Strange but true – new statistics published this week by the Office of National Statistics say that unemployment is decreasing.

They also say employment is decreasing.

Now, maths was never my strong point – but something about this doesn’t feel right. How can employment and employment BOTH be shrinking? Surely if you’re not employed, you’re unemployed – and vice versa. No?

Apparently not. See, when you’re a student, you’re not classed as employed OR unemployed. Instead, you’re ‘economically inactive’. This group – which also includes people on long-term sick leave and people who’ve given up looking of a job – has ballooned, the new figures say.

Similarly, if you’re doing part-time work because you can’t find a full-time job, you’re classed as ’employed’.

One expert, David Buik of brokers BGC Partners, told London’s Evening Standard he agreed that the new ONS figures could mask the real fate of 2009’s graduates:

“I always feel that there is a high degree of creative accountancy in these numbers and frankly they look better than they probably are,” he said.

“A huge number of students know that, were they to look for work, they wouldn’t find any so they have extended their student studies.” He also pointed to “a huge number of people in part-time work.”

And I think there may be even more places where struggling graduates are hiding, amongst these ‘good news’ statistics…

If you’re ‘under’-employed (doing a job you’re vastly over qualified for – like bar work or stacking shelves), you’re also ’employed’ too. If you’re doing work experience you won’t be claiming the dole either – because you aren’t eligible to claim the dole – even if the placement is unpaid. (Why? Because you aren’t ‘available for work’.)

So on closer inspection it seems that these figures don’t show that graduate employment problem is ‘fixed’. All they show is that Britain’s young graduates aren’t claiming the dole.


Of particular concern to job market experts is the huge number of so called ‘recession dodging’ graduates. These are those of you who graduated in 2009 and opted to do further study in the hope you could simply avoid the depressed jobs market and join it the following year, when the financial crisis had passed.

But what if your course were to end before the (still sluggish) job market had a chance to bounce back? Back in 2009, this thought was too scary for you to consider. Unfortunately, this far-from-ideal scenario is starting to look like a real possibility.

Experts say they fear graduates’ gravitation back to university last summer means that future problem are being ‘stored up’ for this summer. They fear there could be a serious shortage of graduate jobs come June / July, as the Class of 2010 and the Class of 2009 find themselves competing for work in a still-depressed graduate jobs market.
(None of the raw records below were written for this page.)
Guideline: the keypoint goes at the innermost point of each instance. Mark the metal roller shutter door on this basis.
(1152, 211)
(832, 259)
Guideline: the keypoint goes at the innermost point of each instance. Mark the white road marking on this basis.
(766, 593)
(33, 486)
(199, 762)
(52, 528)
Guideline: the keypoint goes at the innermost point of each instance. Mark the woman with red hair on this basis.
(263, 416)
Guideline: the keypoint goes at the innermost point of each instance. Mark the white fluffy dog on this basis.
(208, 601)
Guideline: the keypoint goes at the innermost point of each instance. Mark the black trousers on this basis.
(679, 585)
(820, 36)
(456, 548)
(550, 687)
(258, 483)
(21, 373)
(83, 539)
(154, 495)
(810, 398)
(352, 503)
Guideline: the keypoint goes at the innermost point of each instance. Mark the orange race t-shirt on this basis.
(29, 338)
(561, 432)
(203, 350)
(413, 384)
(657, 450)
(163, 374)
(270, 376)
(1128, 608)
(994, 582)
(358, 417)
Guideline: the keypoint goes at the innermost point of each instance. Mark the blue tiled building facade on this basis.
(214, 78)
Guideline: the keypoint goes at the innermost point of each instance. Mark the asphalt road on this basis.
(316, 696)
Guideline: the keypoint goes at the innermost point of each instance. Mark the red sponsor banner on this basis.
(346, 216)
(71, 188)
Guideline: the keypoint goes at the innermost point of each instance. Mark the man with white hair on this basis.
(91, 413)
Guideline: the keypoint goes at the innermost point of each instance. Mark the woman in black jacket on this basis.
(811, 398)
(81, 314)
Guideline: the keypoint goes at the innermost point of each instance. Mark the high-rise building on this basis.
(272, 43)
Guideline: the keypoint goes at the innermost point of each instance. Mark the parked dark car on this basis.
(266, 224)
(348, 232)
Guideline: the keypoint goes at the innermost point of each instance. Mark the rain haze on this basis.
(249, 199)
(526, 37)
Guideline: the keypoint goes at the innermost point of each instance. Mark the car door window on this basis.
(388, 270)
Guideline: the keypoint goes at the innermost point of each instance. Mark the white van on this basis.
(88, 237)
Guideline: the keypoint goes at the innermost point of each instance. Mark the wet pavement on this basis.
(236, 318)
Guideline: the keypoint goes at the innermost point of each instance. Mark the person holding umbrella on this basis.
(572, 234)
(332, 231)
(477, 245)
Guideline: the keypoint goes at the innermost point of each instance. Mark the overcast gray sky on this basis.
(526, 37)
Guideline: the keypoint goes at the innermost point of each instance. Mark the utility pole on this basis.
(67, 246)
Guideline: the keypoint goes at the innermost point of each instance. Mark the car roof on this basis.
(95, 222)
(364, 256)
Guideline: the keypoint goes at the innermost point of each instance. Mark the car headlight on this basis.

(If you’re going to be one of them, sharpen your elbows. This is set to be one hell of a bunfight.)

As for these new figures, what are they really all about?

Well, a cynic might suggest that all these numbers really show is that the government has succeeded in its ruthless campaign to keep the unemployment stats as low as possible (by actively encouraging you back into postgraduate studies and into unpaid work experience placements, for example). Their motive? To trick voters into thinking this situation is under control, when it really isn’t.

As I say, this is what a cynic might suggest. I, of course, couldn’t possibly comment.